Life for the sake of children seems completely natural to modern mothers. Now mothers try to devote every free moment to their children, and sometimes deny themselves many things for the benefit of the child. If the child has health problems since birth or he constantly cries at night, the mother will blame herself even for what she can not influence. Why is there such dedication, why can’t a mother afford to rest and entrust part of her husband’s responsibilities? When the mother cannot cope with fatigue, she has to ask for the help of her parents or husband, she considers herself a bad mother. Why is this happening?
The world is changing, we are evolving and have access to a huge flow of information. That's both good and not always great. Once upon a time, parents raised their children to the best of their ability, bought things and fed them what they could. Now parents are concerned about their children’s mental health because they know that childhood shapes personality. It is especially important for a child to know that his parents love him, support him, and do everything so that he has a successful future.
The feeling of guilt in mothers appears immediately after the birth of the child. And young mothers blame themselves for and without. The habit of comparing yourself with other mothers, comparing your children with others, cultivates an inferiority complex in mothers:
My son is 2 months old and I live with guilt all the time. He was born with health problems, is not fully treated, but to some extent can be corrected. I try to practice - massage, exercises, medicines. No milk, I'm feeding you formula. The child is sometimes capricious or something bothers him, if he is fed, changed diapers, and he still whines. I hold it in my arms, walk around the room, calm down. But if you just put him back in the crib or even just sit down with him in your arms, it starts again! Sometimes I walk around the room for an hour, trying not to voice my thoughts like, “I’m tired of staggering like this!” And then I blame myself for all this.
It seems to my mother that if a baby is born unwell, it is her fault. She could have been better prepared for the birth. She had to anticipate everything. But it doesn't happen. No one knows in advance what will happen to them in an hour. Many mothers have postpartum depression, which is very difficult to cope with alone. Some people are disgusted with the baby and at the same time blame themselves for not loving their child enough.
When a mother is busy caring for her youngest child, she feels guilty that she is not paying enough attention to her elder: My oldest daughter is 6 years old. Not so long ago, the youngest was born, and I began to think with horror that I began to love the older one less. Such thoughts frighten me, because with a small one I huddle, and on the older one, like a meger. She misses me, she lacks my attention, love and elementary affection, but everything she hears: I am busy, do not climb, do not yell, do not interfere, such stories are very many, and every mother blames herself for all her actions, every step in raising children seems imperfect. In addition, mothers do not give themselves a chance to do what they love, sports or just relax, entrusting their children to their grandmothers or husband. It seems that the responsibility for education is only on the mother.
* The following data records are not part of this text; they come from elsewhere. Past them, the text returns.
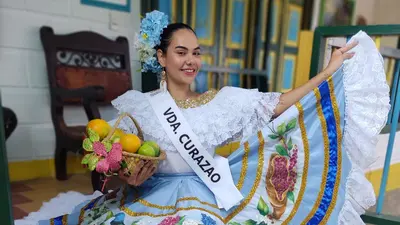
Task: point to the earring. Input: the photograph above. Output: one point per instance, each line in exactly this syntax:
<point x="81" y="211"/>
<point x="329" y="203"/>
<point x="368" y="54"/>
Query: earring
<point x="163" y="82"/>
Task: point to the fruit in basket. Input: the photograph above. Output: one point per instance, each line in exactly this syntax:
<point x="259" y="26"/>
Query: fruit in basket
<point x="101" y="127"/>
<point x="116" y="137"/>
<point x="147" y="150"/>
<point x="130" y="143"/>
<point x="155" y="147"/>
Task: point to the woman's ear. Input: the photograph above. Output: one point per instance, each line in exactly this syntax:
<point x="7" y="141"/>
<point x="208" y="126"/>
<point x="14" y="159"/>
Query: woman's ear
<point x="161" y="57"/>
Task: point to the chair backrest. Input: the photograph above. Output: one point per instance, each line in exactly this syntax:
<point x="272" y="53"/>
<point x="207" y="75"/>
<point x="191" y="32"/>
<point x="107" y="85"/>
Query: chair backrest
<point x="5" y="192"/>
<point x="86" y="58"/>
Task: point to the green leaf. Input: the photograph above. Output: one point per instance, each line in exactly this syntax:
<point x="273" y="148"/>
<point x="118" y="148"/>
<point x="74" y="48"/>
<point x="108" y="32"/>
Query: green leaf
<point x="109" y="215"/>
<point x="124" y="164"/>
<point x="85" y="159"/>
<point x="291" y="125"/>
<point x="181" y="220"/>
<point x="262" y="207"/>
<point x="87" y="145"/>
<point x="93" y="162"/>
<point x="290" y="144"/>
<point x="282" y="129"/>
<point x="107" y="145"/>
<point x="281" y="150"/>
<point x="291" y="196"/>
<point x="93" y="136"/>
<point x="234" y="223"/>
<point x="250" y="222"/>
<point x="273" y="136"/>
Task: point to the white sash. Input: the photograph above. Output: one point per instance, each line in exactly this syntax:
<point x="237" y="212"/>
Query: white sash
<point x="215" y="173"/>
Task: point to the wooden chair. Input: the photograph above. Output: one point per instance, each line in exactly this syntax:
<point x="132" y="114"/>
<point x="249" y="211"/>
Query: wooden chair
<point x="84" y="69"/>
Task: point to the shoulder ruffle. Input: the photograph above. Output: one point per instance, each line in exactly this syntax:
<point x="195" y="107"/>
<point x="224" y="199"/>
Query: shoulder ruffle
<point x="366" y="110"/>
<point x="233" y="114"/>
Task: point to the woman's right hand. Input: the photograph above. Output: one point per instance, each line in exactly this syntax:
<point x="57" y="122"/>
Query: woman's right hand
<point x="139" y="176"/>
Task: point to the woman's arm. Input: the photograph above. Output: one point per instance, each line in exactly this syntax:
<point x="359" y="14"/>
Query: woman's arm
<point x="288" y="99"/>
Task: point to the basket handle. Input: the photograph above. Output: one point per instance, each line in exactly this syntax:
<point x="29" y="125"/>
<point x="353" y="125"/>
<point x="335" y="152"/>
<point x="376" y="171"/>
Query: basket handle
<point x="123" y="115"/>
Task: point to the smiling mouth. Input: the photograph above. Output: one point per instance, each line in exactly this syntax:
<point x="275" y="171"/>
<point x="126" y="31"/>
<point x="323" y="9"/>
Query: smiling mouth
<point x="189" y="70"/>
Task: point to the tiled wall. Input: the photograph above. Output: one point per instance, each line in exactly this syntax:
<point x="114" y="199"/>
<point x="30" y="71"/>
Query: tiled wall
<point x="23" y="76"/>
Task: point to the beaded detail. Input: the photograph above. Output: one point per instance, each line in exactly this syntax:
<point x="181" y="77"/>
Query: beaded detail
<point x="198" y="101"/>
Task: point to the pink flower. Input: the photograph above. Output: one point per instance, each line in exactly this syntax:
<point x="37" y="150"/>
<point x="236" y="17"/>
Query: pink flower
<point x="111" y="160"/>
<point x="99" y="148"/>
<point x="170" y="221"/>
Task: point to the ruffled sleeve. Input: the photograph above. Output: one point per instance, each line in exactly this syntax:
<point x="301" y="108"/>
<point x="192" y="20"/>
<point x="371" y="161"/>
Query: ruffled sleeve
<point x="366" y="110"/>
<point x="260" y="111"/>
<point x="132" y="102"/>
<point x="235" y="114"/>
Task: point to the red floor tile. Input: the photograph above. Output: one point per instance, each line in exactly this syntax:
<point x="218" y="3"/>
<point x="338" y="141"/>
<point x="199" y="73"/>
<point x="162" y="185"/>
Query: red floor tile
<point x="18" y="213"/>
<point x="19" y="199"/>
<point x="19" y="187"/>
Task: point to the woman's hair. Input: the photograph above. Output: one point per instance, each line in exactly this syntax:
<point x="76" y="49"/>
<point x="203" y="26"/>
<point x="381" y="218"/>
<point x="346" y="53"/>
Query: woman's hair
<point x="168" y="32"/>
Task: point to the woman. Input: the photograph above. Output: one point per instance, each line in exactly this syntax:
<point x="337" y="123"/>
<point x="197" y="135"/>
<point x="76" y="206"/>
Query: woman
<point x="304" y="167"/>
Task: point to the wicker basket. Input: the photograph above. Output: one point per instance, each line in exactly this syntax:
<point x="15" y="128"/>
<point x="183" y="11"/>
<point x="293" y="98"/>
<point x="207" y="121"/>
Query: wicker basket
<point x="132" y="159"/>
Is that true?
The desire to get distracted, relax and take care of yourself is very natural. Mother’s body changes, often mothers launch themselves because they do not want to leave the children for a minute. Of course, with the advent of children there are many new worries. Only these concerns are new not only to the husband, whom the woman does not want to burden him with a child, but also the mother often does not know how to cope. Two people were involved in the creation of the new man. So why do women think that
Can a husband communicate with his child after work? Stereotypes about women Even mothers are afraid of judgment from the outside. Here, stereotypes play a role, which we cannot get rid of thanks to our parents. The separation of duties between husband and wife was clear. Mother raised children, cooked food, brought comfort to the house. The father earned a living, often the work of men was physically difficult, because men after work in the factory or in the mine could only sip lean soup and collapse on the bed.
We cannot say that there are no such families. But in a society where women and men work equally. In a society dominated by intellectual labor, parents can share life and bring up children together, giving each other a breather. Isn't that beautiful? But no, in addition to rushing to do everything, to work, to get in shape and at the same time raise children, a woman devalues all her efforts. She believes that the right to rest should be earned, that the right to eat candy and not to share with the child is a crime, and lying on the couch when the grandmother came to sit with the child is outrageous.
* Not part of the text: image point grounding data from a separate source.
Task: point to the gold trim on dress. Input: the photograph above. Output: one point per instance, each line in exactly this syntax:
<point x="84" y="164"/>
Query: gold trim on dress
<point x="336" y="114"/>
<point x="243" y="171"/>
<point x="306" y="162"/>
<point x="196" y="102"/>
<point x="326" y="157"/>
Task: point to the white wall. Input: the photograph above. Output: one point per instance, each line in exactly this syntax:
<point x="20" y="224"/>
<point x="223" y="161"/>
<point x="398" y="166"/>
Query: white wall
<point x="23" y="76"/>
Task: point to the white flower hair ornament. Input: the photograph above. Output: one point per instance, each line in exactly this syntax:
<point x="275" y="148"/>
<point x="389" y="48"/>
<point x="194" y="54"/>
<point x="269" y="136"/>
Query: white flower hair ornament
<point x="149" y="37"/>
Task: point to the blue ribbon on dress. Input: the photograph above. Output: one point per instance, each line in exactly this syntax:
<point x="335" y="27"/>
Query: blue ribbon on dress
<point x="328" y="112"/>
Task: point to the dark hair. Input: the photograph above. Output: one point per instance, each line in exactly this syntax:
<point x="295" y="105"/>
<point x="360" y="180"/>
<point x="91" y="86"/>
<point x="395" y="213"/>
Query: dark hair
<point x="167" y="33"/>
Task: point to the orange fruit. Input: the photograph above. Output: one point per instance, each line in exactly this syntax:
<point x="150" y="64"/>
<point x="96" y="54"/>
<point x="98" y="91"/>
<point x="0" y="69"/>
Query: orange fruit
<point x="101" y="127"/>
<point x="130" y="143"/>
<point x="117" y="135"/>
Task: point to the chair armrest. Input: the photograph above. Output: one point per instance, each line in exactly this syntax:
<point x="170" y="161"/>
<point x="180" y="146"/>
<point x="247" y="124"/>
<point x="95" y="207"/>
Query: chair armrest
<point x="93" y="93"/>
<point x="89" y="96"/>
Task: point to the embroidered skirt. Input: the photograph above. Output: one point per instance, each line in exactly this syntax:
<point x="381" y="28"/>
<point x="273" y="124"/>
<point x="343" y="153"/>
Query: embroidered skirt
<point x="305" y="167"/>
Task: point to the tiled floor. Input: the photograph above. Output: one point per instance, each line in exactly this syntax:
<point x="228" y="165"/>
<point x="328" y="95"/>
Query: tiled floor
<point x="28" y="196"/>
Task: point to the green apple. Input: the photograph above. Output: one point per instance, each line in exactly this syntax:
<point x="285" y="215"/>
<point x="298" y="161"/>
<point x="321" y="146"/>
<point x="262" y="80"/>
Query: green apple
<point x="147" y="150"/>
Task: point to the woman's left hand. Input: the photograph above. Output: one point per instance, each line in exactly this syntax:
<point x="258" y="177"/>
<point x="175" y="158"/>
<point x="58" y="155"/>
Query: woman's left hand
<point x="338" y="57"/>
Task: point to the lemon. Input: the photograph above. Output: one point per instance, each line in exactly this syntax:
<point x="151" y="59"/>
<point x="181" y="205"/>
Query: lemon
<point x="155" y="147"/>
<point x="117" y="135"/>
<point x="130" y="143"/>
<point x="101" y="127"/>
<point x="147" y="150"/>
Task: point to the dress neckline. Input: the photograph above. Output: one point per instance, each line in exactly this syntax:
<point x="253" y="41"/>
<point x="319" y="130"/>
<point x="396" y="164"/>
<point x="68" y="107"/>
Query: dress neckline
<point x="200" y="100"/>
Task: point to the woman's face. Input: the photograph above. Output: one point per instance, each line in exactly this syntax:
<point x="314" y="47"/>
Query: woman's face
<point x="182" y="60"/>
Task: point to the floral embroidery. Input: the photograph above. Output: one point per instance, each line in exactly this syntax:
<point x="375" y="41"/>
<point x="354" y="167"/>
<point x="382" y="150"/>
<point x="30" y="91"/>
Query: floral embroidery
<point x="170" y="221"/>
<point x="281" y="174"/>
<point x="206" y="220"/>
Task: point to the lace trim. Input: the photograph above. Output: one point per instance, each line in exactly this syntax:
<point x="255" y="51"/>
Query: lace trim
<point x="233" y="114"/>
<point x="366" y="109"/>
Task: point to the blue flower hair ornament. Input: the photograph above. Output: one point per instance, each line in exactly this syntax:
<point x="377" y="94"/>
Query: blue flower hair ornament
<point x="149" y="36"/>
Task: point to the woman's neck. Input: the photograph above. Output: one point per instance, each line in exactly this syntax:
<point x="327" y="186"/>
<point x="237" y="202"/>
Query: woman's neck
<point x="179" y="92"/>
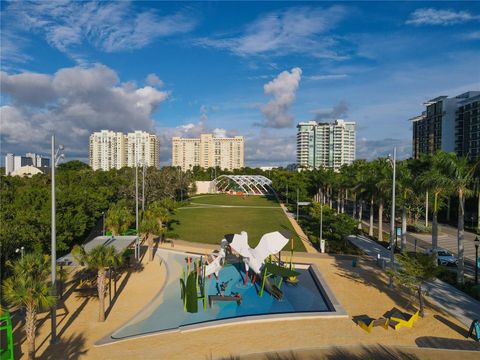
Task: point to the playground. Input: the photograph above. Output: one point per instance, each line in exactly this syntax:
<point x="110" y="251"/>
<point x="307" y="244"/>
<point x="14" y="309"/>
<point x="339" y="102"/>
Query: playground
<point x="362" y="290"/>
<point x="209" y="217"/>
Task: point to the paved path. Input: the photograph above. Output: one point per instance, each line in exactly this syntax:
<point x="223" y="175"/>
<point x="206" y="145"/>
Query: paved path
<point x="447" y="238"/>
<point x="303" y="237"/>
<point x="456" y="303"/>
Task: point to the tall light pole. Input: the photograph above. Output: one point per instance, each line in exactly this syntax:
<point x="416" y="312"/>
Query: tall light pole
<point x="137" y="255"/>
<point x="297" y="203"/>
<point x="20" y="250"/>
<point x="56" y="156"/>
<point x="103" y="223"/>
<point x="320" y="237"/>
<point x="392" y="220"/>
<point x="287" y="193"/>
<point x="143" y="189"/>
<point x="477" y="243"/>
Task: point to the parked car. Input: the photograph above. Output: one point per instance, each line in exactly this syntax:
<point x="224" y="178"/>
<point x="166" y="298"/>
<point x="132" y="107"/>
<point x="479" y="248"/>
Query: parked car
<point x="444" y="257"/>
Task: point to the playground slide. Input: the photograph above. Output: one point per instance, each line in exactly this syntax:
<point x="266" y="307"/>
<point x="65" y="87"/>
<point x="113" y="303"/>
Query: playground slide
<point x="214" y="267"/>
<point x="271" y="289"/>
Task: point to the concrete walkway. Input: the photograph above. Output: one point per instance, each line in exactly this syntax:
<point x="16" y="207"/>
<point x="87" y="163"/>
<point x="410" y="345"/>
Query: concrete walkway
<point x="463" y="307"/>
<point x="303" y="237"/>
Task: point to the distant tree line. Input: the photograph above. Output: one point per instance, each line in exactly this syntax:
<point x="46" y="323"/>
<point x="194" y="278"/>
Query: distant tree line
<point x="82" y="195"/>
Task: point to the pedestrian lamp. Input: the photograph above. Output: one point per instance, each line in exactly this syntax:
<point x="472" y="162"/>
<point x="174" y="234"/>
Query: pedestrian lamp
<point x="21" y="251"/>
<point x="477" y="243"/>
<point x="57" y="155"/>
<point x="393" y="163"/>
<point x="103" y="223"/>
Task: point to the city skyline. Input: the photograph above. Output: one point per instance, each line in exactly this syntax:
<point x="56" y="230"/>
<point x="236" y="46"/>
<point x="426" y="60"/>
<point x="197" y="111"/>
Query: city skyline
<point x="255" y="69"/>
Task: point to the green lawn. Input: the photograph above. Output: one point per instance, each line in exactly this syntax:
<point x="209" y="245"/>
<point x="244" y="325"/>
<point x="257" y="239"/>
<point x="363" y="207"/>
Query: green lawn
<point x="209" y="225"/>
<point x="235" y="200"/>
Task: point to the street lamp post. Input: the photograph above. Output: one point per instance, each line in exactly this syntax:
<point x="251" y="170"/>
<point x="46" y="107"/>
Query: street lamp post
<point x="321" y="221"/>
<point x="143" y="189"/>
<point x="103" y="223"/>
<point x="297" y="203"/>
<point x="56" y="156"/>
<point x="287" y="193"/>
<point x="137" y="255"/>
<point x="477" y="243"/>
<point x="392" y="220"/>
<point x="21" y="251"/>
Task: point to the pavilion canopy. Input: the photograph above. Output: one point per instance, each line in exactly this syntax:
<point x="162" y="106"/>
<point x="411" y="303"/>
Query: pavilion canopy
<point x="247" y="184"/>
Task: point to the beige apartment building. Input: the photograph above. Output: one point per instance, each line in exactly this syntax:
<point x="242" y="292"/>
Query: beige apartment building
<point x="114" y="150"/>
<point x="142" y="148"/>
<point x="208" y="151"/>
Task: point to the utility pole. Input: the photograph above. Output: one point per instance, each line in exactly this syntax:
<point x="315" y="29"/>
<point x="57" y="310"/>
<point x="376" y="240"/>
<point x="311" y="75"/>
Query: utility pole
<point x="56" y="155"/>
<point x="392" y="220"/>
<point x="426" y="209"/>
<point x="297" y="204"/>
<point x="143" y="189"/>
<point x="137" y="255"/>
<point x="321" y="222"/>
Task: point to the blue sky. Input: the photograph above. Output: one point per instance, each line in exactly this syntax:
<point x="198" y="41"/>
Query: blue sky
<point x="251" y="68"/>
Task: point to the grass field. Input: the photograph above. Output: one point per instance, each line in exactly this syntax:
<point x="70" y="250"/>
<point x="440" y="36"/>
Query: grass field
<point x="210" y="222"/>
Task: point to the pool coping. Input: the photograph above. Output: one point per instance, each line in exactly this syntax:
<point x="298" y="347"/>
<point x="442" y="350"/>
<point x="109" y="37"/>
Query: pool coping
<point x="337" y="310"/>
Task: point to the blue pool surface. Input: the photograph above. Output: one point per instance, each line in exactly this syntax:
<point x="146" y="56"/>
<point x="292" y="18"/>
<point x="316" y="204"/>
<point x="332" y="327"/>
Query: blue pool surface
<point x="165" y="312"/>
To love yourself, to begin to appreciate everything you do for your family, is important for the psychological well-being and harmony in the home. If a woman is nervous, blames herself for all the troubles, very soon life will become unbearable. Maybe the kid wants to be with Dad? Maybe your husband's been asking you to go to the spa more than once, and you refuse and stay with the baby? Start communicating with your child and husband, start talking about how you feel and what is not easy for you. It's not a crime, it's life. Sometimes you need to trust your loved ones and sleep for a day, talk to a psychologist at the reception and continue to perform the exploits of your mother. Don't you feel like a hero after having the most beautiful baby in the world?